If these are your feelings, you are not alone! Many business leaders are perplexed by the task of leading in an ever-increasing technological world. Yes, we are leaders of people, and yet it feels as if technology and other digital demands keep us from investing in our most valuable resource, our people.

In the midst of managing these exponential leaps in technology, there is a war for talent. We are challenged to attract, engage, and retain top-tier millennial talent – the fastest growing segment in our workforce.

However, Millennials, the techno-wizards, are not necessarily happy either. Here’s the paradox: Millennials are stepping into a world where one of the things they are good at—technology—may well be one of the things that hurts them most and undercuts their ability to flourish. They are living in a world where the predictions are that robots will soon take over their jobs.
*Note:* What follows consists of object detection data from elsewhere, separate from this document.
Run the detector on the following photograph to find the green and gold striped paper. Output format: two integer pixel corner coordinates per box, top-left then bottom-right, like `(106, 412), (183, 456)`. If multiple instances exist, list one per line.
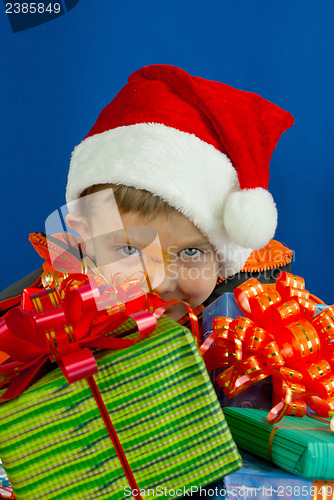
(0, 317), (241, 500)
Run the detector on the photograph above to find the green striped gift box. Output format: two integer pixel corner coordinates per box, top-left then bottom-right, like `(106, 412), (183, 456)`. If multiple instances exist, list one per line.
(0, 317), (241, 500)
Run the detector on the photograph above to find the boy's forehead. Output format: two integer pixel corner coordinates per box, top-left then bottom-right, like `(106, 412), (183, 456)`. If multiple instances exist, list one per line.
(86, 188), (212, 248)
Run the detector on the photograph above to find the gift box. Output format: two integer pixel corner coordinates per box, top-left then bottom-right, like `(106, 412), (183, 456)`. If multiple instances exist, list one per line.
(0, 308), (240, 500)
(224, 408), (334, 481)
(201, 272), (334, 423)
(0, 460), (15, 498)
(202, 292), (272, 410)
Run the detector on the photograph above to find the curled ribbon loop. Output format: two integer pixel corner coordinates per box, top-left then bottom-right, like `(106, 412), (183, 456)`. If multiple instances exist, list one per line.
(201, 272), (334, 422)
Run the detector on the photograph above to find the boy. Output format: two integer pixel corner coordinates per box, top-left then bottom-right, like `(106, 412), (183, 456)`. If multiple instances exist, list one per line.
(2, 65), (293, 321)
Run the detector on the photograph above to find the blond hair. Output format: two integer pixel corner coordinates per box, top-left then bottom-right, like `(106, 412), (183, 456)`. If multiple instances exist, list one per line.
(80, 184), (178, 217)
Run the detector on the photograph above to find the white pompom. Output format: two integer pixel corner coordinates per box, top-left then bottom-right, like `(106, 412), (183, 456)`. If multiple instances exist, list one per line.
(224, 188), (277, 250)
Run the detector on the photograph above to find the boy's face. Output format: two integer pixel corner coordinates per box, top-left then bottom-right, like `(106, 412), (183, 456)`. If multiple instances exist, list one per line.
(68, 191), (219, 321)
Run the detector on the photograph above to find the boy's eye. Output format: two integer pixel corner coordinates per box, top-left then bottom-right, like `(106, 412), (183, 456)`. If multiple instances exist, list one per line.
(120, 245), (140, 257)
(181, 248), (202, 258)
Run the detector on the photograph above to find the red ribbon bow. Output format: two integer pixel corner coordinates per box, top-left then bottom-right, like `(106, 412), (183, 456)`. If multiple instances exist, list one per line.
(0, 274), (165, 400)
(201, 272), (334, 422)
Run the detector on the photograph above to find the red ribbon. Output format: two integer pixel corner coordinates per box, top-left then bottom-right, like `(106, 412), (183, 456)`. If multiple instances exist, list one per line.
(201, 272), (334, 422)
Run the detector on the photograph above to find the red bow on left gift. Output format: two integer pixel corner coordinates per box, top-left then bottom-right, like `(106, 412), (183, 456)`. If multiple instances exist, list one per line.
(0, 274), (166, 400)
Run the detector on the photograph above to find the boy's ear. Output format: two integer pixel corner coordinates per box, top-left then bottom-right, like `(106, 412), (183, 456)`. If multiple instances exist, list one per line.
(65, 214), (95, 259)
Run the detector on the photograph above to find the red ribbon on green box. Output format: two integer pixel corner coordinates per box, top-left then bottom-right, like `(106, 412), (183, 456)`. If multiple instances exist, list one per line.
(201, 272), (334, 422)
(0, 274), (199, 499)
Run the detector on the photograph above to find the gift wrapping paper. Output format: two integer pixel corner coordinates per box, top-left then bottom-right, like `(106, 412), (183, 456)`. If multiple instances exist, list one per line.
(202, 292), (272, 410)
(224, 408), (334, 481)
(0, 317), (240, 500)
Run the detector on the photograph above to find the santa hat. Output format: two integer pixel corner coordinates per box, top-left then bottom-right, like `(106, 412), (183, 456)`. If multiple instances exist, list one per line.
(66, 65), (293, 276)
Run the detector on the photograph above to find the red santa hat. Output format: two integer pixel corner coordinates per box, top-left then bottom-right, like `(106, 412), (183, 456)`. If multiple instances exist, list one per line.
(66, 65), (293, 276)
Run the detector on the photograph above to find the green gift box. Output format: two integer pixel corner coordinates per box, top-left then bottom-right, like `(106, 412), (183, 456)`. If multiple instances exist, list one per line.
(0, 317), (241, 500)
(224, 408), (334, 481)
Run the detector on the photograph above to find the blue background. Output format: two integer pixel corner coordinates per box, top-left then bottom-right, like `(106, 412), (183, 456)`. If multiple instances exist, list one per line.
(0, 0), (334, 303)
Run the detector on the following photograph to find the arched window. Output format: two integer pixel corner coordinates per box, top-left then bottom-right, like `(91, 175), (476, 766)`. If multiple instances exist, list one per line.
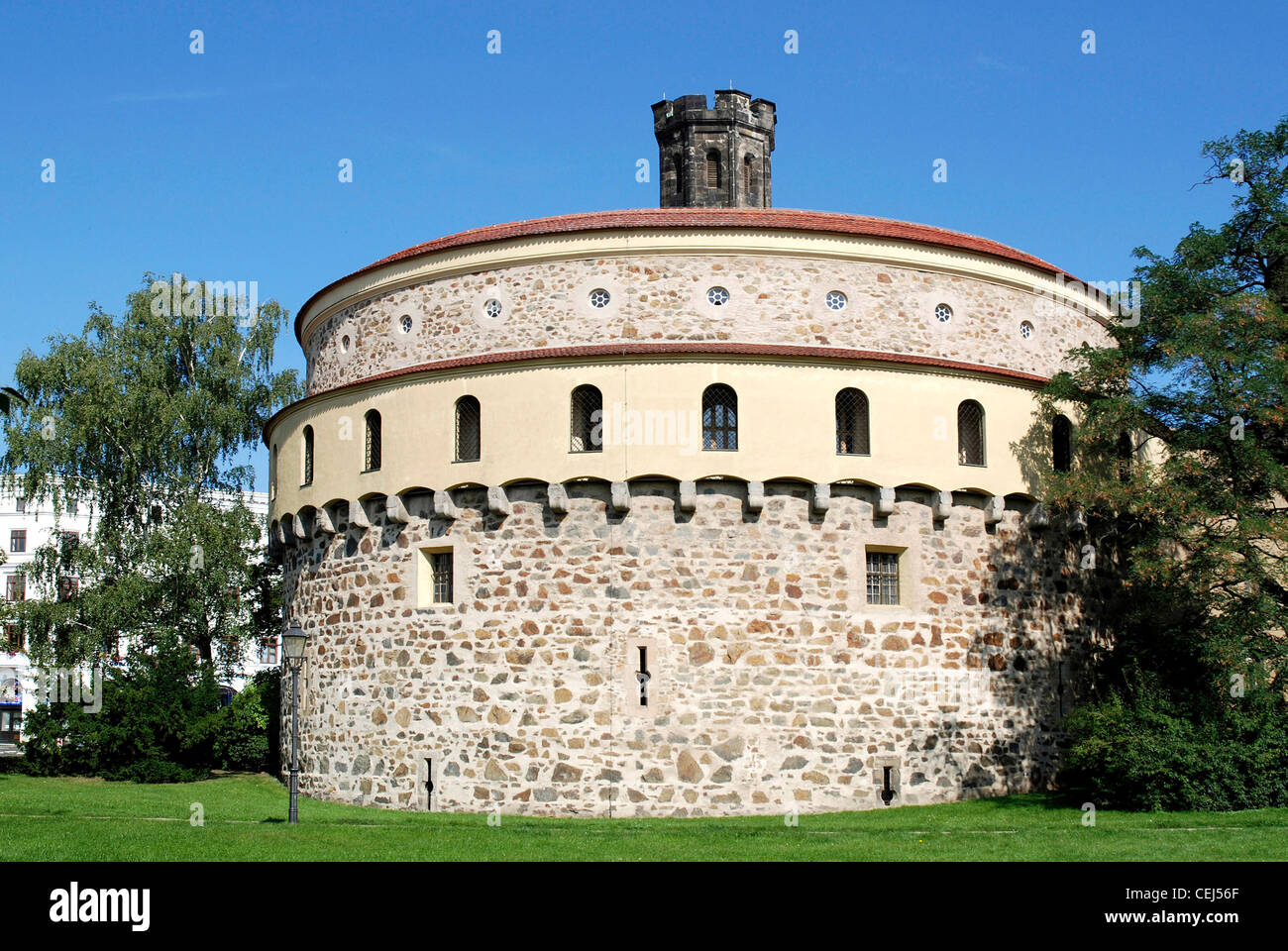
(957, 399), (984, 466)
(1117, 433), (1136, 482)
(568, 385), (604, 453)
(456, 397), (483, 463)
(1051, 416), (1073, 472)
(364, 410), (381, 472)
(300, 427), (313, 485)
(702, 382), (738, 450)
(836, 388), (871, 456)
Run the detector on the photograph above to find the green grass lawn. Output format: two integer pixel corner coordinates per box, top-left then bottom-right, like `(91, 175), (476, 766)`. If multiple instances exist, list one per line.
(0, 775), (1288, 861)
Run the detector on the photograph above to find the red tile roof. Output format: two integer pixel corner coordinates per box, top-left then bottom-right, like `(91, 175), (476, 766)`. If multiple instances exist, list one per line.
(295, 207), (1078, 344)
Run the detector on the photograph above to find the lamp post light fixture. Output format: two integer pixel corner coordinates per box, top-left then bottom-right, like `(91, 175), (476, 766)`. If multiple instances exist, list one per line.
(282, 621), (309, 826)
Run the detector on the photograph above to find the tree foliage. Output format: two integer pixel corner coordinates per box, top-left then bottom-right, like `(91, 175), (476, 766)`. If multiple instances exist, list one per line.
(0, 274), (300, 665)
(1043, 117), (1288, 808)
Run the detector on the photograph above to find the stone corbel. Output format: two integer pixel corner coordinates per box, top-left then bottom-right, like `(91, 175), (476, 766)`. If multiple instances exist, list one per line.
(486, 485), (514, 515)
(546, 482), (568, 515)
(984, 495), (1006, 524)
(349, 498), (371, 528)
(313, 505), (336, 535)
(385, 495), (411, 524)
(434, 489), (461, 518)
(1027, 502), (1051, 532)
(810, 482), (832, 511)
(873, 485), (894, 518)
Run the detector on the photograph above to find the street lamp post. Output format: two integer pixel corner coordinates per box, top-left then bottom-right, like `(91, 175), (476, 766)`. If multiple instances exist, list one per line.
(282, 621), (309, 826)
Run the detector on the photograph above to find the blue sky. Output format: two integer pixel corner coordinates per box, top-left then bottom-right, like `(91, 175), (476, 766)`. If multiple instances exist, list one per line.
(0, 0), (1288, 488)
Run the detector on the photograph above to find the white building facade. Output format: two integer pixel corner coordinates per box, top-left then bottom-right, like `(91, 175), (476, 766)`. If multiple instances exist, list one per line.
(0, 484), (273, 753)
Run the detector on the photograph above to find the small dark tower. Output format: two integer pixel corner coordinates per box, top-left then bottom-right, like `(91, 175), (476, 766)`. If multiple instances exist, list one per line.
(653, 89), (778, 207)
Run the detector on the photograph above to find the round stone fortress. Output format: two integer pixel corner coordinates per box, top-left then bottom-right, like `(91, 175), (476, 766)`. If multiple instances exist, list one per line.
(265, 90), (1109, 815)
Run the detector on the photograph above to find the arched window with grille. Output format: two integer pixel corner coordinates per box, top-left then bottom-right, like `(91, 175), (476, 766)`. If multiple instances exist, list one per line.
(1051, 415), (1073, 472)
(300, 427), (313, 485)
(364, 410), (382, 472)
(957, 399), (984, 466)
(568, 385), (604, 453)
(836, 386), (871, 456)
(702, 382), (738, 450)
(1117, 433), (1136, 482)
(456, 397), (483, 463)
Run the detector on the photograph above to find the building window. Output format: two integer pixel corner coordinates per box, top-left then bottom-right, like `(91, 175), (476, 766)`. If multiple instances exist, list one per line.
(4, 575), (27, 600)
(568, 385), (604, 453)
(957, 399), (984, 466)
(257, 638), (277, 664)
(417, 548), (456, 607)
(836, 388), (871, 456)
(429, 552), (454, 604)
(1051, 416), (1073, 472)
(867, 549), (899, 604)
(300, 427), (313, 485)
(1116, 433), (1134, 482)
(702, 382), (738, 450)
(364, 410), (383, 472)
(58, 532), (80, 558)
(456, 397), (483, 463)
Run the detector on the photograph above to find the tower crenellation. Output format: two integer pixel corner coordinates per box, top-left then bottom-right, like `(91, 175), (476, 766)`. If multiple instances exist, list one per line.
(653, 89), (778, 207)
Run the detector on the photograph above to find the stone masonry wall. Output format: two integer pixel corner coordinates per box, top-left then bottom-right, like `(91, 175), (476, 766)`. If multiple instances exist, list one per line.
(305, 256), (1109, 394)
(283, 482), (1095, 815)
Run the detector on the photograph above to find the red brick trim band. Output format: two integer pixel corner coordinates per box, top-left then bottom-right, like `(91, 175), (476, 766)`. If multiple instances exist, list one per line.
(263, 340), (1050, 446)
(295, 207), (1078, 344)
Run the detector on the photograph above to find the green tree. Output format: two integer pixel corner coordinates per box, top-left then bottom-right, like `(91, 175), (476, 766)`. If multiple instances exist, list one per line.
(1043, 117), (1288, 808)
(0, 274), (300, 665)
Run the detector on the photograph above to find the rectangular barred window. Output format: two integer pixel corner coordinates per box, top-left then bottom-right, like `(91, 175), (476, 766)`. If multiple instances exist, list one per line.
(868, 552), (899, 604)
(429, 552), (454, 604)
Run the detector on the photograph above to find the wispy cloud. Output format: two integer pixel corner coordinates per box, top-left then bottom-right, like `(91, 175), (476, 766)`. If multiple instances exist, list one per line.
(975, 53), (1024, 72)
(108, 89), (223, 102)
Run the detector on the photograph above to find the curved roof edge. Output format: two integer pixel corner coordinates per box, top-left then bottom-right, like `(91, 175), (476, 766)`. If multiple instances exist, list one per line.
(295, 207), (1082, 346)
(261, 340), (1048, 446)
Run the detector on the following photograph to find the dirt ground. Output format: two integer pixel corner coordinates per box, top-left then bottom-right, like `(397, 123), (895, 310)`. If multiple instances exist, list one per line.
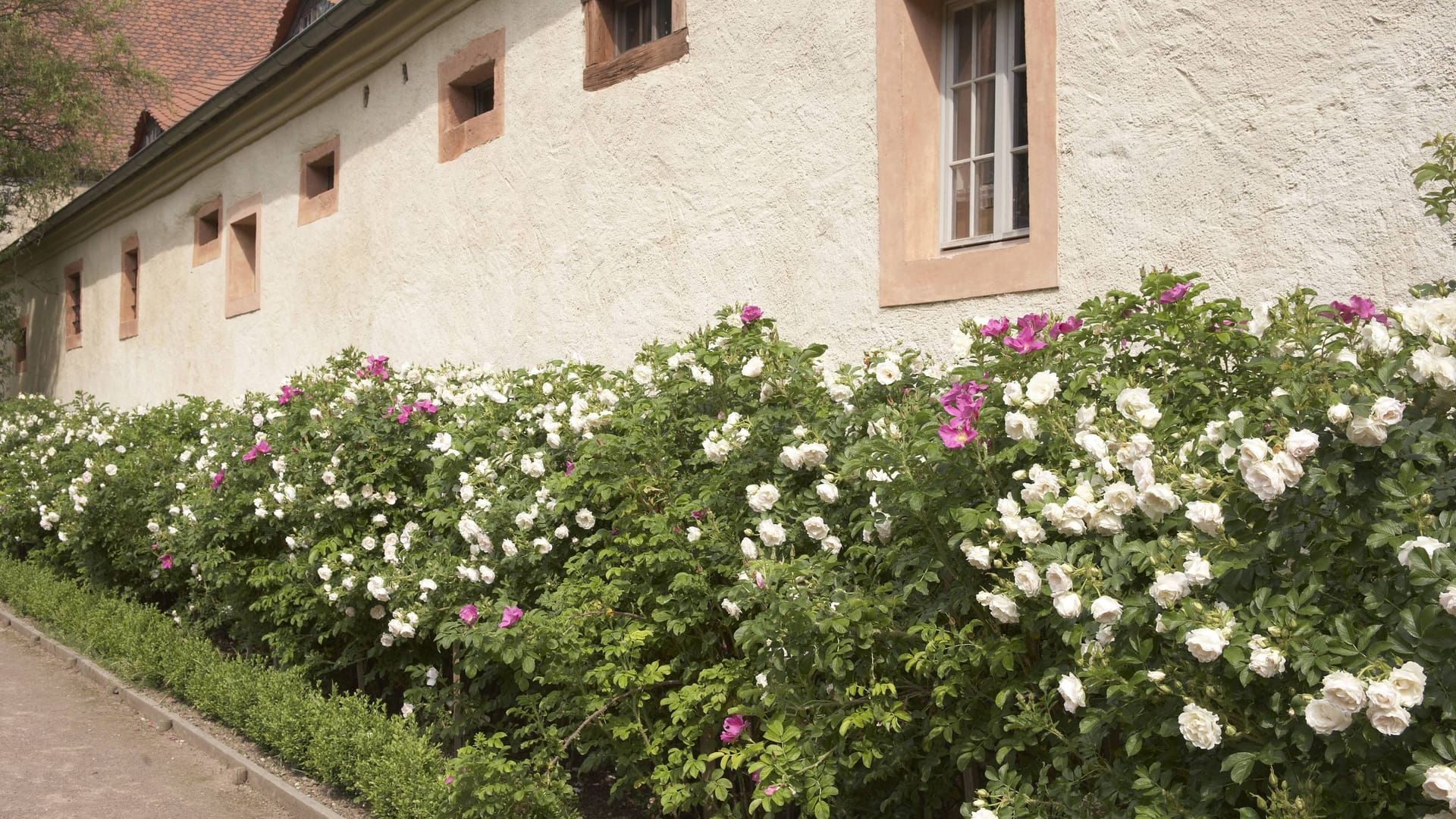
(0, 617), (288, 819)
It feels as if we’re getting mixed messages from the top. Do we need to choose between attracting and engaging top millennial talent and installing new, state-of-the-art technology? Not every industry needs the latest artificial intelligence, but everyone is feeling the pinch of staying on the leading edge of technology. How can we be an engaging leader in a world of robotics, AI, and digitization?

The Benefits of Engaging Leadership

According to the 2017 Gallup Workplace Report, employee disengagement is alarmingly high in America. They report that just over 30 percent of participants are engaged (love their jobs), 16 percent are actively disengaged (miserable and destroying what others are building), and 51 percent are not engaged (they’re just there).

In 2016, the Society for Human Resource Management made a compelling case about the benefits that come from an engaging leadership approach:

• 22 percent greater profitability
• 21 percent greater productivity
• 65 percent lower turnover

Millennials are reminding us of what the research shows – no matter how important the new AI or robotics system is, in order to attract, engage, and retain them, we need to do three important things.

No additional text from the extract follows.